On February 18, 2019, two car bombs exploded on al-Qusoor street in Idlib, Idlib Governorate, Syria, killing between 24 people including sixteen civilians, and injuring 25 others.

== Background ==
At the time of the bombings, Idlib was under the control of Hay'at Tahrir al-Sham in a wider rebel-held area, but insurgencies from the al-Qaeda-aligned Hurras al-Din and the Islamic State remained prominent in the city. A local office of the Syrian Salvation Government is located on al-Qusoor street.

== Bombings ==
The first explosive device was under a car parked outside a cafe on al-Qusoor street. It detonated at about 1:30am on February 18, allegedly targeting a post of Uzbek HTS militants. The building the car was parked next to was where these Uzbek militants and their families lived. At the time of the bombing, high-ranking Uzbek HTS militants were holding a meeting. Once Syrian Civil Defence Forces and local ambulances arrived on scene about seven to ten minutes later, a second motorcycle bomb exploded. AOAV said that the second bomb deliberately targeted medical personnel.

The Idlib Media Center said that ten people were killed in the explosion, and several dozen more were wounded. The Syrian Observatory for Human Rights said that 16 civilians including four children were killed in the twin bombings, and over 25 more were injured. The Syrian Human Rights Committee referred to the bombings as a massacre, and seconded the 16 killed toll and mentioned 85 others were injured. Four Hay'at Tahrir al-Sham militants were killed in the bombings according to the Salvation Government.
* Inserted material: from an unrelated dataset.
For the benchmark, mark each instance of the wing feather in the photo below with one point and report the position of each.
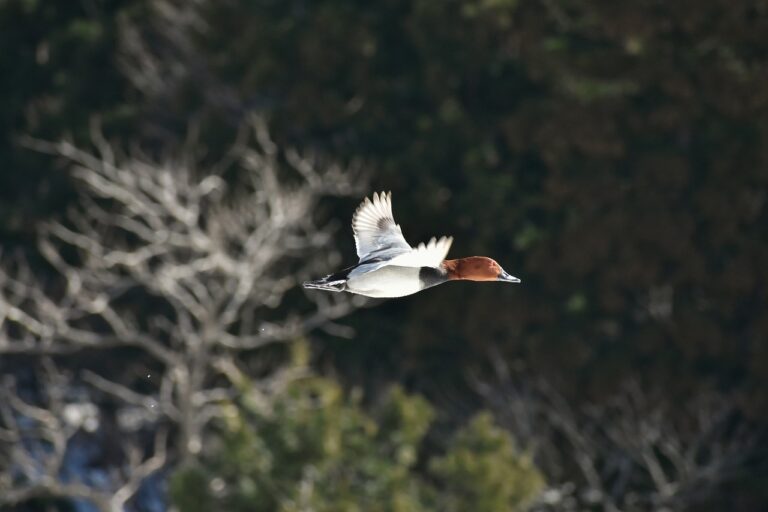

The Civil Defense Forces said one of their volunteers was wounded, and the Local Coordination Committees reported casualties. Syrians for Truth and Justice said that the 16 toll was an undercount, and many foreign HTS fighters and their families were killed in the explosion. However, hospitals did not count the number of dead fighters.

No group claimed responsibility for the attack. STJ accused the Assad regime and Islamic State of the bombing. On March 1, a third bombing at Fusion Restaurant in Idlib killed seven people, and HTS executed 10 ISIS militants in response.